The plaintiffs pray for an order of the court restraining defendants and their agents “from diverting from said stream any of the waters thereof to the extent of six inches, measured under a four-inch pressure, and to forthwith desist from diverting or attempting to divert any part of said six inches of water, measured as aforesaid, away from the lands of plaintiffs. . . . That plaintiffs have a judgment and decree of this court that they are the owners of, in the possession of, and entitled to the possession of the aforesaid waters to the extent of six inches, measured-under a four-inch pressure and measured and divided as set forth herein, and are entitled to have the same flow to, upon, and across plaintiff’s *570 said lands, there to be used for irrigating, domestic purposes, and for watering stock; and that the defendants have no right or interest in and to said six inches of water or any part thereof.
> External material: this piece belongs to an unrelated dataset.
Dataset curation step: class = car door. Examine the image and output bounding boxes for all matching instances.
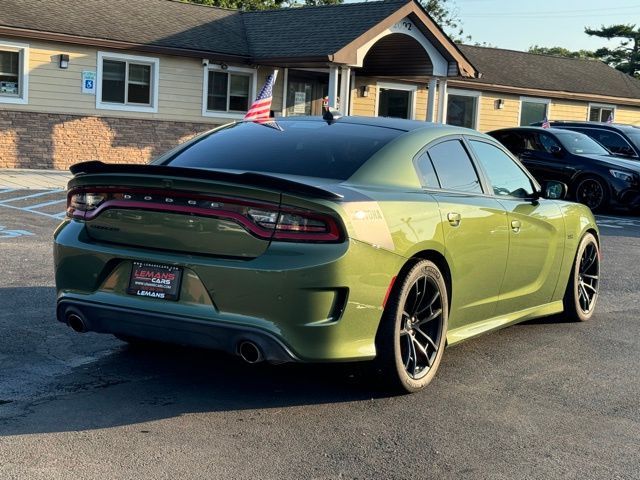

That plaintiffs Charles Y. Hepler and Emma K. Hepler recover from the defendants the sum of five hundred dollars as damages,” and to such other relief as is agreeable to equity. ■

A general and special demurrer to the second amended complaint was overruled and defendants answered. They deny either directly or upon information and belief substantially all of the material averments of the complaint. Admit that on or about the twenty-third day of April, 1913, they, “with unity of purpose and by concerted action, diverted all the waters flowing in said stream away from the lands of plaintiffs herein.” Admit that they did, at the date of the commencement of the action, threaten to divert and conduct all of said waters away from the lands of plaintiffs; admit that defendants claim and assert right to and interest in the waters of said stream to the extent of six inches measured under four-inch pressure, but deny that such amount was used or appropriated by plaintiffs or their predecessors or otherwise, but deny that claims of defendants are without right. “On the contrary, defendants allege that more than twenty-five years ago, their predecessors in interest, under and by virtue of an agreement made and entered into to and with the Green Mountain Mining Company, the then owner of what is known as No. Six Tunnel, . . .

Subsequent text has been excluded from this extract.